Molecular determinants of survival in non-growing bacteria

非生长细菌生存的分子决定因素

• 批准号: 1157304
• 负责人: Caroline Harwood
• 金额: $ 30万
• 依托单位: University of Washington
• 依托单位国家: 美国
• 项目类别: Standard Grant
• 财政年份: 2012
• 资助国家: 美国
• 起止时间: 2012-05-01 至 2014-04-30
• 项目状态: 已结题
• 来源: https://www.nsf.gov/awardsearch/showAward?AWD_ID=1157304&HistoricalAwards=false
• 关键词: Molecular; determinants; survival; non; growing

This project will begin to answer the fundamental question of how bacteria survive long-term starvation. A great deal is known about the mechanics of how bacteria grow and multiply. By contrast, little is known about how bacteria survive long periods of nutrient starvation. This is a considerable knowledge gap given that natural environments tend to be nutrient-poor. As a consequence bacteria are forced to persist in a state of non-growth or very slow growth. How do bacteria survive long-term starvation? What is the genetic and physiological basis for this? When cells do die ? what are the most common causes of death? The proposed research will focus on a bacterium named Rhodopseudomonas palustris that has been identified as a good model for these studies. This bacterium stays alive for periods of weeks in a laboratory setting in a starved non-growing state. A comprehensive program of mutagenesis and high throughput DNA sequencing technology will define genes that contribute to starvation survival. These genes will be validated and their role in starvation survival defined in an iterative process of mutagenesis, laboratory studies and gene expression studies. Broader impacts. The project will establish a user group in functional genomics of microbes. A group of eighteen investigators at the University of Washington who focus on microbial biology will form the core of this user group. The group will develop novel experimental and computational tools for data analysis that will be freely available to the scientific community. This will also serve as a focal point to train graduate students and undergraduates to apply global systems biology approaches to bacteria. The user group will seek to engage faculty and students from smaller schools in the area, including University of Puget Sound, Seattle Pacific University, Seattle University, Evergreen College, Bellevue Community College, and the Seattle Community Colleges. This project will also support a female postdoctoral fellow who will be trained to integrate data from bacterial genetics, physiology and computational analyses to answer questions about how cells function at the whole cell level. Finally, this research will lead to a better understanding of the role of non-growing microbes, which dominate in nature, and drive the global carbon and nitrogen cycles. It will also promote more efficient use of non-growing microbes as cell factories for production of value added products like biofuels.
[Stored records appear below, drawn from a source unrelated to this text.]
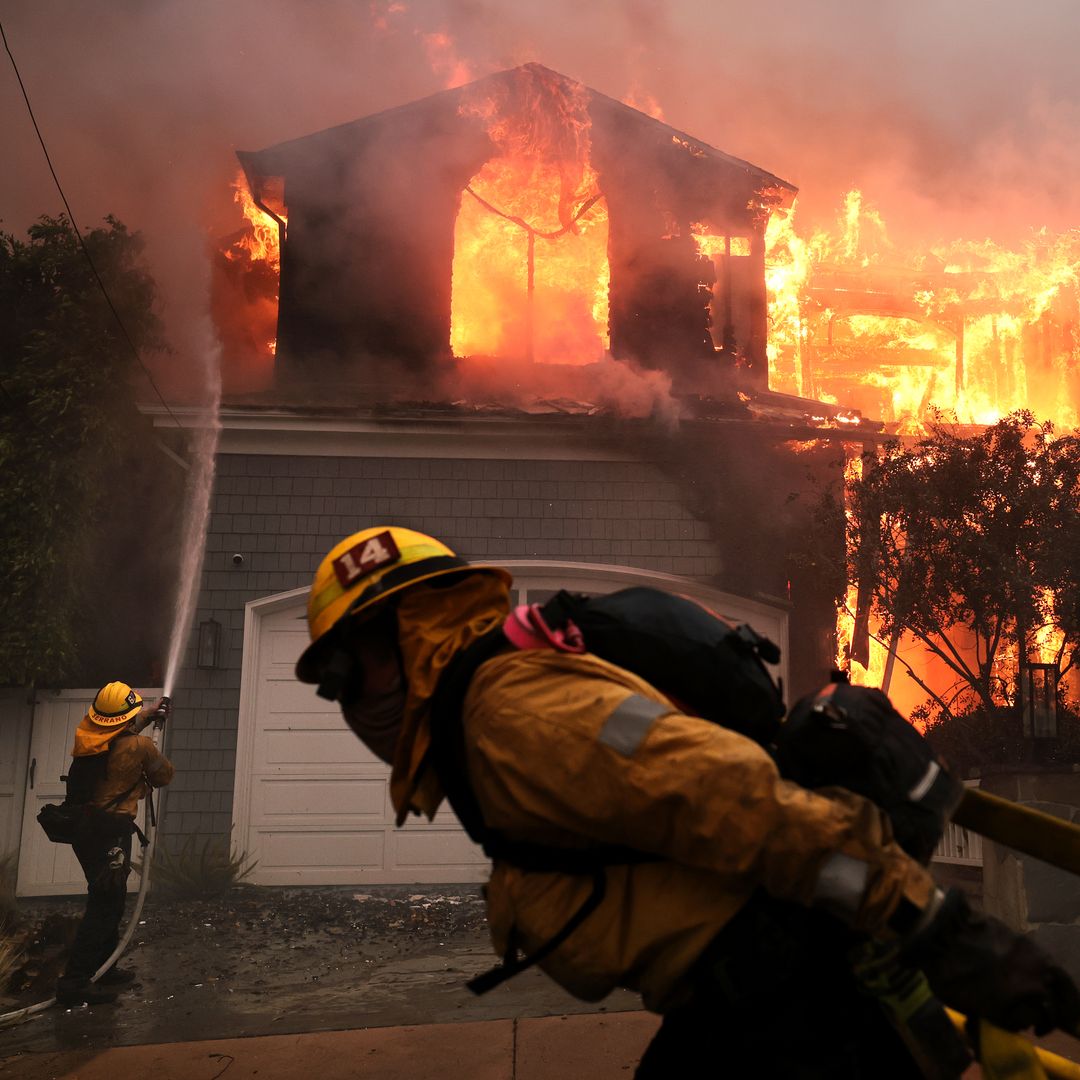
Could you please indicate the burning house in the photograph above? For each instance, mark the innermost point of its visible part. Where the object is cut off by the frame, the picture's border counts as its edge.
(521, 218)
(522, 316)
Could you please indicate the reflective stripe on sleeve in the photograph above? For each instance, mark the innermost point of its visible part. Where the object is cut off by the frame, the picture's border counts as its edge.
(625, 729)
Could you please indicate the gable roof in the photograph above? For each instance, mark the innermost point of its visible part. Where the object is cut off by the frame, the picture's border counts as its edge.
(282, 158)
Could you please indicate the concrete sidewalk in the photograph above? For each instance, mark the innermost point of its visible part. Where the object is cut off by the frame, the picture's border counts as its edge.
(593, 1045)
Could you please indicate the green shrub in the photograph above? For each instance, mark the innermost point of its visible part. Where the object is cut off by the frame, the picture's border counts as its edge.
(200, 871)
(9, 872)
(12, 940)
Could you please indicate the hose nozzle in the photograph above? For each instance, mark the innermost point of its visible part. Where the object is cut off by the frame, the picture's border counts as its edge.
(162, 713)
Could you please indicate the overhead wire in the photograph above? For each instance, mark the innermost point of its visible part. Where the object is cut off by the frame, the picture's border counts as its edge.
(78, 232)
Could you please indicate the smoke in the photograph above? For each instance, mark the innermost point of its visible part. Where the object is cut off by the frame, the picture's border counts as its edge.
(956, 118)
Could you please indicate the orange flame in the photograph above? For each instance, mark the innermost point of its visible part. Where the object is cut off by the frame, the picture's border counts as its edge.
(262, 243)
(973, 329)
(530, 270)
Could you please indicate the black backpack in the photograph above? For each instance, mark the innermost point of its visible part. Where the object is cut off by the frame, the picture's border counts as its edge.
(75, 819)
(685, 651)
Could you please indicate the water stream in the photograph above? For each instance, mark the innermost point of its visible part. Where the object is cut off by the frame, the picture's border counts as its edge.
(201, 454)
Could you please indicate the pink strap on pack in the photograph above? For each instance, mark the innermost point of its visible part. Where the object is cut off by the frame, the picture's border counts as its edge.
(525, 629)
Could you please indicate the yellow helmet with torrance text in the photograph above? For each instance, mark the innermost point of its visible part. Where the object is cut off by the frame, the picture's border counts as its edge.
(116, 703)
(364, 570)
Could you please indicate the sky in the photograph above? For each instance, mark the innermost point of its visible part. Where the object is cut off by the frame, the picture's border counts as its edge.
(955, 118)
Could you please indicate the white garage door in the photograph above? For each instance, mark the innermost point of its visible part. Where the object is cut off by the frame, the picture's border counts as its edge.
(313, 806)
(319, 807)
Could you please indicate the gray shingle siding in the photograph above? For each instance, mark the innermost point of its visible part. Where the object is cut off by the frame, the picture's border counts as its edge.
(284, 513)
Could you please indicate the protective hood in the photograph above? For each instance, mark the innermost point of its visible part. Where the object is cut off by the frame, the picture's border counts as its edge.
(91, 739)
(433, 625)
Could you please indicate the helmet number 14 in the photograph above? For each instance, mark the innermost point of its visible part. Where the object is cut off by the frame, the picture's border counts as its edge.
(365, 558)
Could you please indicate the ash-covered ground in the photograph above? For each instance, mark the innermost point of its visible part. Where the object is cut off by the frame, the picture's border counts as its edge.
(264, 960)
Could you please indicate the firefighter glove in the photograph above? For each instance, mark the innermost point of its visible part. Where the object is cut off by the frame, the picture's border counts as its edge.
(976, 964)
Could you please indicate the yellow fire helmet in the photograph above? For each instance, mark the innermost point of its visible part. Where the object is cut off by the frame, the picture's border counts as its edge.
(366, 568)
(116, 704)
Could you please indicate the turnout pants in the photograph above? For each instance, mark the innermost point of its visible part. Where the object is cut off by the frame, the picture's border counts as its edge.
(106, 862)
(774, 997)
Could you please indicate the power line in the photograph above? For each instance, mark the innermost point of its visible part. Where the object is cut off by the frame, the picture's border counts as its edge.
(82, 243)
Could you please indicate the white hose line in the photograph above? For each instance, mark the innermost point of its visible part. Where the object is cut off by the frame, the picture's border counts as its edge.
(151, 833)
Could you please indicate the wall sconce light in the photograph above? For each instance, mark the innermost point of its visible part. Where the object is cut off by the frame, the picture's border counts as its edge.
(208, 644)
(1038, 700)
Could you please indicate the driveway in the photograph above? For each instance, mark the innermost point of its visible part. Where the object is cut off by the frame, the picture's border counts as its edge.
(261, 961)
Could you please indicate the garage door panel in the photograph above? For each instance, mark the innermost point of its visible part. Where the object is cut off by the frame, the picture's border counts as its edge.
(433, 847)
(284, 694)
(312, 796)
(285, 646)
(313, 744)
(334, 850)
(319, 798)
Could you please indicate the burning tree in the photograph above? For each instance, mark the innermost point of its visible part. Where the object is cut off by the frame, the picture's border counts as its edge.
(970, 544)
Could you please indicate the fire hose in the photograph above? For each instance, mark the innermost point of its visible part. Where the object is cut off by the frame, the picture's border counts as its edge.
(1023, 828)
(149, 828)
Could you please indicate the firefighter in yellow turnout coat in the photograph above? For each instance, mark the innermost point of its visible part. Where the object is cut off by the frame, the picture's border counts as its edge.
(736, 928)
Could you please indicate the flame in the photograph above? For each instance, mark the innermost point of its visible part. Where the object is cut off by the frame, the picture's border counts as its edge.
(262, 242)
(538, 192)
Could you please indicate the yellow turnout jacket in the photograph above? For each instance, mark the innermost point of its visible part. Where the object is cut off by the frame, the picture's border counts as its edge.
(570, 751)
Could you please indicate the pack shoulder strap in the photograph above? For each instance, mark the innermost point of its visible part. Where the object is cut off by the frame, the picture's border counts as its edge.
(447, 756)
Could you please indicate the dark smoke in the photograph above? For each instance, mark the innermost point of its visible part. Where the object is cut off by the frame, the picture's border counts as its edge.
(957, 118)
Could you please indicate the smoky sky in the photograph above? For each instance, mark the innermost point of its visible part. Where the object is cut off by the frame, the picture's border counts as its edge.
(956, 118)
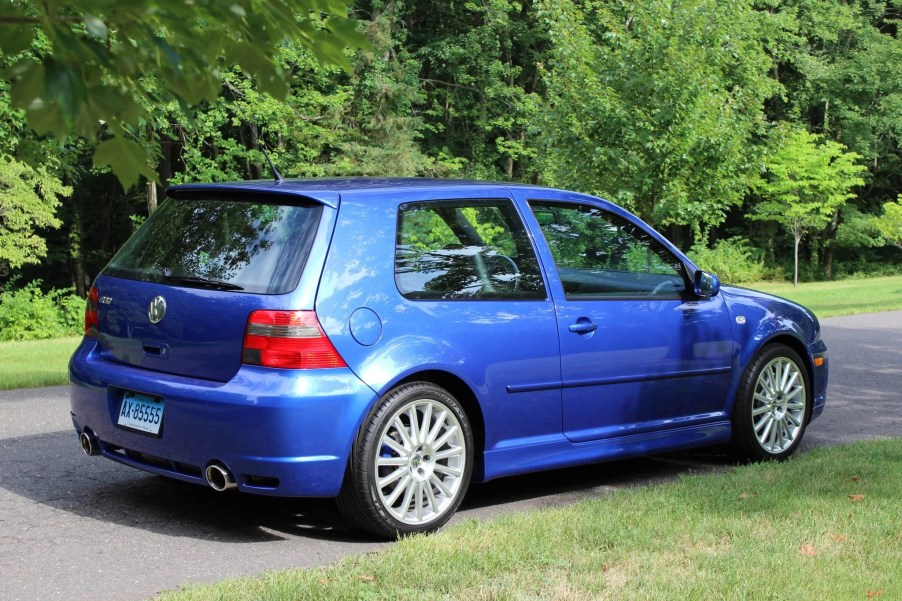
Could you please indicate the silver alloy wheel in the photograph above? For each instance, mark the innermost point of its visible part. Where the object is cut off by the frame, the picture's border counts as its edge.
(421, 462)
(778, 406)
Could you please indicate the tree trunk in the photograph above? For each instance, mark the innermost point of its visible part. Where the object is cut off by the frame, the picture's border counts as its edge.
(76, 256)
(151, 198)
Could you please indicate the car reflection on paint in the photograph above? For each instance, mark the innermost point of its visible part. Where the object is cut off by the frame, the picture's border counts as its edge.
(388, 341)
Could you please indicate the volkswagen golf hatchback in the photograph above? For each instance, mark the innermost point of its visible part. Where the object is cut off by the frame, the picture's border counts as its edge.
(388, 341)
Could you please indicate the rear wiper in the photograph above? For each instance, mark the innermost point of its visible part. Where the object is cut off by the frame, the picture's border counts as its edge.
(199, 282)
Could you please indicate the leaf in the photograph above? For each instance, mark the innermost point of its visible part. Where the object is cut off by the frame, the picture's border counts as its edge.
(127, 159)
(96, 27)
(16, 39)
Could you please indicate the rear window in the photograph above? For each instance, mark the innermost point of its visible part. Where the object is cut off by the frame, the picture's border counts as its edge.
(221, 244)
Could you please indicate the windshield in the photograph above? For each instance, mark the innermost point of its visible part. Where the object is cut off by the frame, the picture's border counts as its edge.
(221, 244)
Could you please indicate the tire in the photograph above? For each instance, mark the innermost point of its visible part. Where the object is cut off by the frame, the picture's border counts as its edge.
(411, 463)
(773, 405)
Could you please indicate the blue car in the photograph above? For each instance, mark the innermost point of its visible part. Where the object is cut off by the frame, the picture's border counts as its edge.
(388, 341)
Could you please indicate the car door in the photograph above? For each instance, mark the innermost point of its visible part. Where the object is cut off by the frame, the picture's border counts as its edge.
(640, 352)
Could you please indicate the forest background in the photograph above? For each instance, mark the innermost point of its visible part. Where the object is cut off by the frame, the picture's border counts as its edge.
(764, 137)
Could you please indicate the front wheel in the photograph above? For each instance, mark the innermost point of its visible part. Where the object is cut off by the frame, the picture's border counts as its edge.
(411, 463)
(773, 405)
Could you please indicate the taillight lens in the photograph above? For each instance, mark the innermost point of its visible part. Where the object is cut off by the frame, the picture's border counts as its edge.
(288, 340)
(92, 319)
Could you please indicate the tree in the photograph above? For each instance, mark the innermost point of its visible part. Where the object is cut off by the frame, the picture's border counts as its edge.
(28, 200)
(84, 66)
(890, 224)
(655, 104)
(803, 182)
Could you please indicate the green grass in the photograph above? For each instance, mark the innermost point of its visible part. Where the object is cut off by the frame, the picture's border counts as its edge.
(35, 362)
(825, 525)
(842, 297)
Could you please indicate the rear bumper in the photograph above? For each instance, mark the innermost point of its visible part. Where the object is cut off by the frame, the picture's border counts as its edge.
(280, 432)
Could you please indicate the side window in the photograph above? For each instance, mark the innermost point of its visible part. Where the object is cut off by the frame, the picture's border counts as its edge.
(465, 249)
(600, 255)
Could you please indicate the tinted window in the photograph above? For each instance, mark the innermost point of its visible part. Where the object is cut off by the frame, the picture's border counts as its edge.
(601, 254)
(224, 244)
(465, 249)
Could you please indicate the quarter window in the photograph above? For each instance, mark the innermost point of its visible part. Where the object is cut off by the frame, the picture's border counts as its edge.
(600, 255)
(466, 249)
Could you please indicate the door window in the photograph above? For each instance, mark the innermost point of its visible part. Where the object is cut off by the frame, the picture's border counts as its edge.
(465, 249)
(602, 255)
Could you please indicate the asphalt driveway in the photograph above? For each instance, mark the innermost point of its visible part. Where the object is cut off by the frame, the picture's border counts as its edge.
(73, 527)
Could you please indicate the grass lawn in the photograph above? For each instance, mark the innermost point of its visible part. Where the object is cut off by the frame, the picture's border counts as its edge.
(825, 525)
(35, 362)
(843, 297)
这个项目将开始回答细菌如何在长期饥饿中生存的基本问题。关于细菌如何生长和繁殖的机制，我们已经了解了很多。相比之下，人们对细菌如何在长时间的营养饥饿中存活却知之甚少。鉴于自然环境往往缺乏营养，这是一个相当大的知识差距。因此，细菌被迫持续处于不生长或非常缓慢生长的状态。细菌如何在长期饥饿中存活？这是什么遗传和生理基础？当细胞死亡？最常见的死因是什么？拟议的研究将集中在一种名为Rhodoptera palustris的细菌上，该细菌已被确定为这些研究的良好模型。这种细菌在实验室环境中以饥饿的非生长状态存活数周。一个全面的诱变程序和高通量DNA测序技术将确定有助于饥饿生存的基因。这些基因将被验证，并在突变，实验室研究和基因表达研究的迭代过程中定义它们在饥饿生存中的作用。更广泛的影响。该项目将建立一个微生物功能基因组学用户组。华盛顿大学的18名研究人员将组成这个用户组的核心。该小组将开发用于数据分析的新实验和计算工具，这些工具将免费提供给科学界。这也将成为培养研究生和本科生将全球系统生物学方法应用于细菌的焦点。该用户组将寻求吸引该地区规模较小的学校的教师和学生，包括普吉特湾大学、西雅图太平洋大学、西雅图大学、万年青学院、贝尔维尤社区学院和西雅图社区学院。该项目还将支持一名女性博士后研究员，她将接受培训，整合来自细菌遗传学，生理学和计算分析的数据，以回答有关细胞如何在整个细胞水平上发挥作用的问题。最后，这项研究将有助于更好地了解非生长微生物的作用，这些微生物在自然界中占主导地位，并推动全球碳和氮循环。它还将促进更有效地利用非生长微生物作为生产生物燃料等增值产品的细胞工厂。